Et encore moins qu’ils sachent que j’en étais arrivée au point de vouloir rompre le lien de couple.
— Des petites frictions ? Victor fronça les sourcils. Quel couple ne se dispute pas ? Mais Asher, ce garçon… il a un caractère trop froid. Tu dois être plus compréhensive. Et les hommes, parfois, ils sont juste maladroits avec les mots. Ça ne veut pas dire qu’il ne tient pas à toi.
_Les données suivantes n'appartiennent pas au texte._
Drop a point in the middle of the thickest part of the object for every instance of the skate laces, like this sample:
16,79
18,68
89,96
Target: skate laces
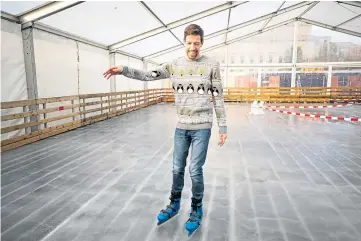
194,215
170,206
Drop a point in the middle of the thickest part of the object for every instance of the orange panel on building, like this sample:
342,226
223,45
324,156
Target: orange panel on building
274,81
354,80
334,81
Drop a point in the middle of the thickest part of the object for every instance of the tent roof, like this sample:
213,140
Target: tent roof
147,30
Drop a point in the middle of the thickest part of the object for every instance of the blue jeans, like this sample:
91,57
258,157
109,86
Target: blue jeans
198,140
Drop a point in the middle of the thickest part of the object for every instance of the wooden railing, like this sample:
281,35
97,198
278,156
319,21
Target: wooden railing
28,121
286,94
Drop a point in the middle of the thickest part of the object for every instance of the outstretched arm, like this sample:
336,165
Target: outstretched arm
150,75
218,102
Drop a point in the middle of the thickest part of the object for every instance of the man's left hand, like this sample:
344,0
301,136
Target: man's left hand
222,139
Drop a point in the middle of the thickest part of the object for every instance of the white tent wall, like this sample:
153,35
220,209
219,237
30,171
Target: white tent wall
13,79
66,67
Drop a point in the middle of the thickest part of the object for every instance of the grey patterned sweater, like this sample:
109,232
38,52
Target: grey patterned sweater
194,83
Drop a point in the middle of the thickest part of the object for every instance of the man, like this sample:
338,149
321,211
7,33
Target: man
196,79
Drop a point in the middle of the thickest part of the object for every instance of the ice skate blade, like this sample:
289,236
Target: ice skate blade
162,222
191,232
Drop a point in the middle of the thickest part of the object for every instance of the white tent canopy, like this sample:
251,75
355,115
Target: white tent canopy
147,30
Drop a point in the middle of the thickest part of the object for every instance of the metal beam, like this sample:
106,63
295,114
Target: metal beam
9,17
233,28
158,19
354,3
289,65
350,20
64,34
229,18
30,71
47,10
260,31
269,20
308,9
174,24
337,29
248,35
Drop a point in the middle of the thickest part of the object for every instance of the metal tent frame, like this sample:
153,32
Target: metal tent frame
29,20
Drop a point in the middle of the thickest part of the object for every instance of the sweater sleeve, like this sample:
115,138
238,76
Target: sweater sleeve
147,75
218,99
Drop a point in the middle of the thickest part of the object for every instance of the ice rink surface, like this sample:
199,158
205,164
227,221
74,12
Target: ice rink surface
278,177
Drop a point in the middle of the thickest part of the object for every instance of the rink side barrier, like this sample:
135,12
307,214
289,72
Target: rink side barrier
328,117
286,94
28,121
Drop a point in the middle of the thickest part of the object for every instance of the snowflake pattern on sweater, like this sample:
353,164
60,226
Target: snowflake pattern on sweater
194,83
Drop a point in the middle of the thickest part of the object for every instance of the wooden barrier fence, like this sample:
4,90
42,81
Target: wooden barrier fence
72,111
80,110
286,94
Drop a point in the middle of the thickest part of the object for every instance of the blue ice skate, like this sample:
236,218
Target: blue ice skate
195,218
169,212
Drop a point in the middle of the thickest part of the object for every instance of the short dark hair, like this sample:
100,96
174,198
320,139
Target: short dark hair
193,29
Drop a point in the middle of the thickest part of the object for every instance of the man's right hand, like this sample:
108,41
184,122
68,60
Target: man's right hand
113,71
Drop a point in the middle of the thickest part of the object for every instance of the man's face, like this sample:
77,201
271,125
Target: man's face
193,46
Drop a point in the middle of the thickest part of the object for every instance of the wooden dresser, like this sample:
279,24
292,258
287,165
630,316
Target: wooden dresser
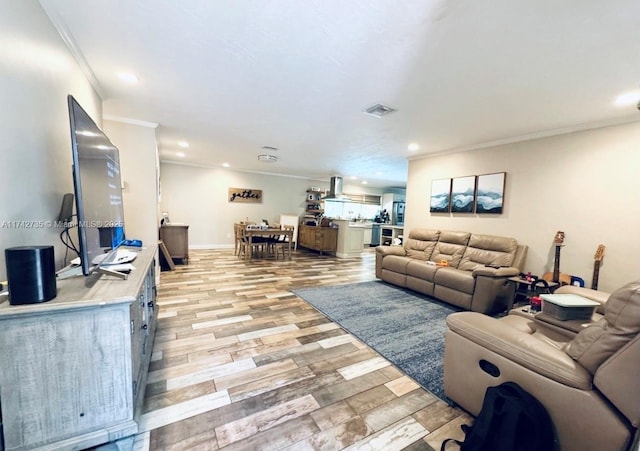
74,368
321,239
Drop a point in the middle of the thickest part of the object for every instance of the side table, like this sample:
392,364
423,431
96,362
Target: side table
522,290
176,240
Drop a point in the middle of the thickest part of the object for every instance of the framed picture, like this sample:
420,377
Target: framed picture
490,193
440,196
463,194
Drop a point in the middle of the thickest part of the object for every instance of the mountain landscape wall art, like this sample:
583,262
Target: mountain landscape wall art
463,191
490,193
440,195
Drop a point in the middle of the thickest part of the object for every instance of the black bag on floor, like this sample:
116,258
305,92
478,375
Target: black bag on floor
511,419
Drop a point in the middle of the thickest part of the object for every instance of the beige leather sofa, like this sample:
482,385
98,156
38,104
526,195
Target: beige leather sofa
589,382
467,281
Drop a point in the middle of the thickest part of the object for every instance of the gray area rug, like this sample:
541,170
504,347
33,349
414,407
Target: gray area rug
407,328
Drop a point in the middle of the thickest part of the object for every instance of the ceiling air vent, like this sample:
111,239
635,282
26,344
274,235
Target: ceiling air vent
378,110
267,158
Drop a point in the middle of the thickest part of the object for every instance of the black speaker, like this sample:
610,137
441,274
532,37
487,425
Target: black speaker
31,274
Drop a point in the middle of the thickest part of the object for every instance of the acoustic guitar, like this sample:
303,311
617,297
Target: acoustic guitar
597,259
556,275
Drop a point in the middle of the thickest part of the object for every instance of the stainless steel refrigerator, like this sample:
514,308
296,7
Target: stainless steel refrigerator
397,213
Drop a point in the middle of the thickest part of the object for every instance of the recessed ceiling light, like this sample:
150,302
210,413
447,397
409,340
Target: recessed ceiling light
378,110
267,158
127,77
628,98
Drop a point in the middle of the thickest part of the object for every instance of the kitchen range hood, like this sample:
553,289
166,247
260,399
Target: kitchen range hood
335,188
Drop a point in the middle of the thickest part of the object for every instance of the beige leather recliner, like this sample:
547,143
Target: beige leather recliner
589,382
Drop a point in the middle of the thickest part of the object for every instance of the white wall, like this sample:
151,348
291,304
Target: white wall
198,196
37,73
138,162
586,184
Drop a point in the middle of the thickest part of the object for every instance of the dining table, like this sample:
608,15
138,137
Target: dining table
268,232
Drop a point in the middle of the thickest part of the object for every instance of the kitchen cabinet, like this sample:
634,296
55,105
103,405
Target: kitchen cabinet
368,236
314,204
321,239
74,368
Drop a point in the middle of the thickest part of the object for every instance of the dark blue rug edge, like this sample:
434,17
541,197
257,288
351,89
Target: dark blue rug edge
300,293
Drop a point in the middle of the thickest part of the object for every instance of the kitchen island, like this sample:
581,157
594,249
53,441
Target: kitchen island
391,234
352,237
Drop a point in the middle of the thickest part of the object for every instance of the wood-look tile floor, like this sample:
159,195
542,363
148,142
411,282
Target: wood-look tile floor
241,363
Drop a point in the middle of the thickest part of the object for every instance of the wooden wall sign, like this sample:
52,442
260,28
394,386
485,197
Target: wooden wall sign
245,195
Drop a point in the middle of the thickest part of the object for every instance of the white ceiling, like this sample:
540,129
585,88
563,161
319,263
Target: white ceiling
232,76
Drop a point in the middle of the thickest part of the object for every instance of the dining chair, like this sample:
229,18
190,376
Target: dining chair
291,220
283,242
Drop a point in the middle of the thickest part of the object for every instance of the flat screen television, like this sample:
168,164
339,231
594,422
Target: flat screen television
98,189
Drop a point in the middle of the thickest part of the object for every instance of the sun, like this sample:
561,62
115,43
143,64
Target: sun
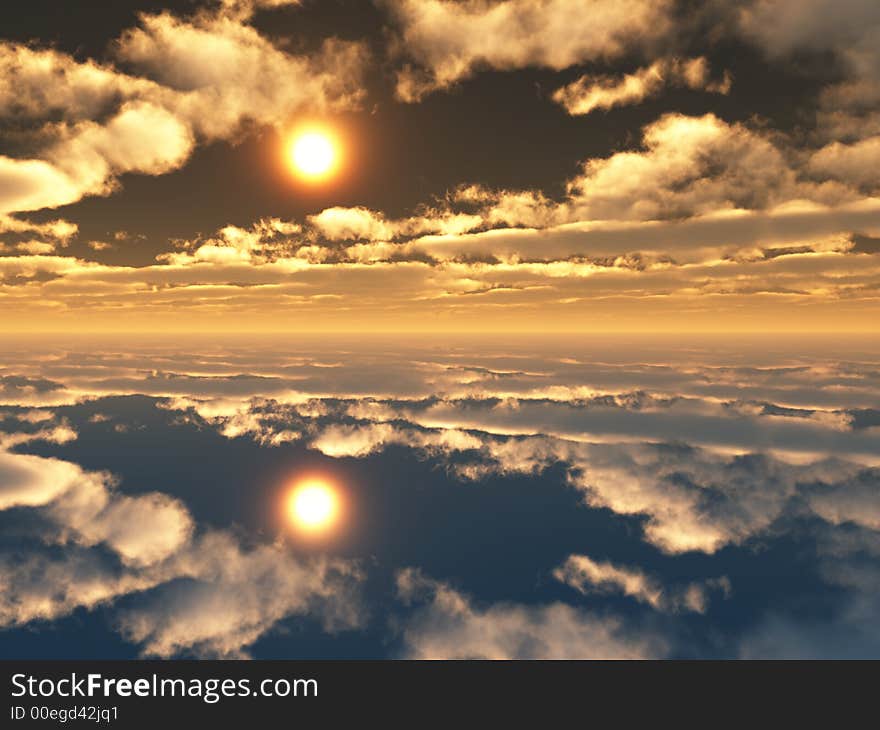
313,505
314,154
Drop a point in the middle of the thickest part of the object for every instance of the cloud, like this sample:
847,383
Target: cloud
449,626
194,79
449,41
237,596
589,576
210,595
589,93
856,164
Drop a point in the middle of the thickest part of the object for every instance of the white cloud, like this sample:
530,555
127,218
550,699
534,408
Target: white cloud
212,596
451,40
601,577
450,626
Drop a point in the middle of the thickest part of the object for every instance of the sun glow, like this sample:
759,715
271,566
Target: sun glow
313,505
314,154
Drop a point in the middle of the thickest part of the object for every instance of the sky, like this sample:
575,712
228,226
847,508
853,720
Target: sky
565,309
505,498
506,166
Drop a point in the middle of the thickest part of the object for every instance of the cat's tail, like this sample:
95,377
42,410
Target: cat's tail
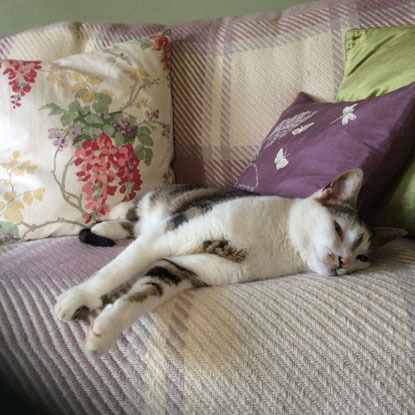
120,225
88,237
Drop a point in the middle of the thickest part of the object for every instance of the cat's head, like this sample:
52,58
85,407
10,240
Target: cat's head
332,239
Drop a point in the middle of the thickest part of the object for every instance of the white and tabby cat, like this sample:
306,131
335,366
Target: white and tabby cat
190,237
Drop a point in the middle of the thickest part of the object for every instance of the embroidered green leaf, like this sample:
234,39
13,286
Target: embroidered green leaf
53,108
146,140
101,103
94,119
68,117
85,110
74,106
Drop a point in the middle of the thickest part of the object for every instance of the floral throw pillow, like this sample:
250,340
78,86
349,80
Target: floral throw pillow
81,134
313,142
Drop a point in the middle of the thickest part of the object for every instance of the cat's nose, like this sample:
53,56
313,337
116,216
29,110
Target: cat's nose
344,262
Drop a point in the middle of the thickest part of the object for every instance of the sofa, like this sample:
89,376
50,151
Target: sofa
301,344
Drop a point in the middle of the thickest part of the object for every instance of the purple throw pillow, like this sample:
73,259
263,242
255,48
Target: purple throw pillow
313,142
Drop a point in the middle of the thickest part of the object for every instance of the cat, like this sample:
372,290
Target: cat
189,237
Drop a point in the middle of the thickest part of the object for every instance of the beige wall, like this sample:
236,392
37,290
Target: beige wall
16,15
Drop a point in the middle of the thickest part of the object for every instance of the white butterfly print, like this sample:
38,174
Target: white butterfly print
247,187
348,115
286,126
301,129
281,159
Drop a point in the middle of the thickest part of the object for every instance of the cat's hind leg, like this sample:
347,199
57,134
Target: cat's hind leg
164,280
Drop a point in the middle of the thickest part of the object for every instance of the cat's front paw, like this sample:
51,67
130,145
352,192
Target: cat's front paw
76,303
103,332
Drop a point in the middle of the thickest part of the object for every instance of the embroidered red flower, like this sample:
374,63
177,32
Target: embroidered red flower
21,75
104,167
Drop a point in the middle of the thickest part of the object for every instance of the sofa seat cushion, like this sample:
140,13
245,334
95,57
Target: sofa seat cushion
297,344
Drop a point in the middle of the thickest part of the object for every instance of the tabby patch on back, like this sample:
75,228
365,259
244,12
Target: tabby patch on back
187,237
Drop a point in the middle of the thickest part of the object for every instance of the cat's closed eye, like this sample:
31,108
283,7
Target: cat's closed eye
338,228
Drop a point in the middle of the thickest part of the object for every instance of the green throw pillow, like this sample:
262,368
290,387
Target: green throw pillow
378,61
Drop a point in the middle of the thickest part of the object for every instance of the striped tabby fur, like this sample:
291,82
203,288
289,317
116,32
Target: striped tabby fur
189,237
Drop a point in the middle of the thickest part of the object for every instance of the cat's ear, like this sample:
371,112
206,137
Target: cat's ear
345,187
381,236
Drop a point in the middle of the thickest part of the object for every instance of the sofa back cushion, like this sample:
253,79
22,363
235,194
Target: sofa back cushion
233,77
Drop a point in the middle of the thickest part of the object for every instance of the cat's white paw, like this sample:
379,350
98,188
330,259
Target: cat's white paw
76,299
103,332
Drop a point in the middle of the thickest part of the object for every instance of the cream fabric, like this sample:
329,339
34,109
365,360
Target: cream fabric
82,133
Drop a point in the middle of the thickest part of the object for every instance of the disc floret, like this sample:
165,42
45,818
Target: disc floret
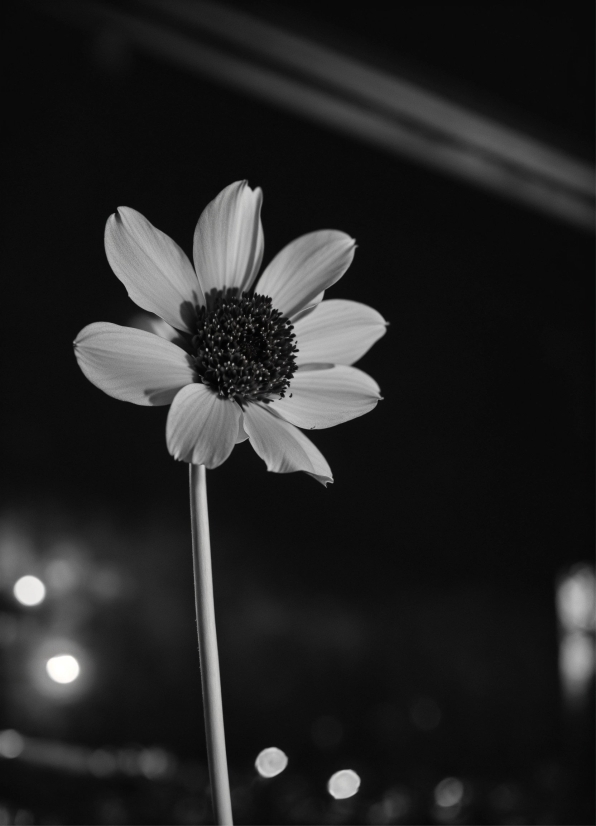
244,349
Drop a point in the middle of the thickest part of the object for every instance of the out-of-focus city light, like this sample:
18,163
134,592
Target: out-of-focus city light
576,603
449,792
425,713
342,784
29,590
11,743
63,669
576,659
271,762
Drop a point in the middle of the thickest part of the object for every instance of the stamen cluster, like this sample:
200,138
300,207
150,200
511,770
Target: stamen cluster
244,348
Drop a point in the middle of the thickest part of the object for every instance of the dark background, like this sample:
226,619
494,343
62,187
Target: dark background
426,573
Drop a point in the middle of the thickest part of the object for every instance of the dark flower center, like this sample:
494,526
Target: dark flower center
244,349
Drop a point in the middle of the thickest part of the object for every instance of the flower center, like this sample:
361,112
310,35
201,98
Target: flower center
244,348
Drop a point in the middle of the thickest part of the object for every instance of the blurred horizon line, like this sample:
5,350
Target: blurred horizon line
322,84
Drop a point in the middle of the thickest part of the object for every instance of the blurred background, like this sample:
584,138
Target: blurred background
428,620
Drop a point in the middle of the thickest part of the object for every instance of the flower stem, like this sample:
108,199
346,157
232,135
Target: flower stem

Laura secoua elle aussi la tête, impuissante :
— Un lien, c’est comme ça : des compromis, de la compréhension. Toi non plus, ne sois pas trop têtue. Cède quand il le faut. Asher a encore des sentiments pour toi.
Céder…
Ces trois années, j’étais déjà devenue quelqu’un qui s’écrasait pour tout.
Je hochai la tête, sans rien ajouter.
— Au fait, Papa, repris-je pour changer de sujet, j’ai remarqué que tu étais toujours au bureau, ces temps-ci. L’entreprise a des problèmes de trésorerie ?
Le regard de Victor vacilla ; il agita vite la main.
— Ce n’est rien, un petit souci. C’est déjà réglé. Tu n’as pas à t’en faire avec ça, occupe-toi de toi.
Il avait l’air détaché. Pourtant, je sentais que quelque chose clochait. Les affaires de la famille Hart… ce n’était sans doute pas si simple. Mais puisqu’il n’en disait pas plus, je n’insistai pas.
Avant que je parte, mes parents me tinrent les mains.
Victor soupira :
— Ember, toi et Asher êtes mariés depuis trois ans et vous n’avez toujours pas eu de petit. La famille Blackwood, tu sais comment ils sont, ils attachent de l’importance aux héritiers. Si tu pouvais lui donner un petit, ce serait peut-être plus facile pour toi.
Un petit…
J’en avais déjà un.
Mais comment le leur dire ?
Comment leur dire que ce petit était arrivé au pire moment ?
Et que le père de cet enfant n’avait d’yeux que pour une autre ?
— Papa, je sais que tu veux bien faire, dis-je d’une voix un peu rauque. Mais avoir un petit, ça dépend du destin. Ça ne se force pas.
Victor secoua la tête, impuissant.
Il se retourna et prit pour moi deux boîtes de compléments.
— Je sais que ça ne se force pas, mais tu dois essayer, petite idiote. Je ne te mets pas la pression, j’ai juste mal pour toi. Tu es toute seule chez les Blackwood. Un petit, ça te donnerait quelque chose à quoi te raccrocher.
Je retins mes larmes et hochai la tête.
— Papa, j’ai compris. J’y réfléchirai.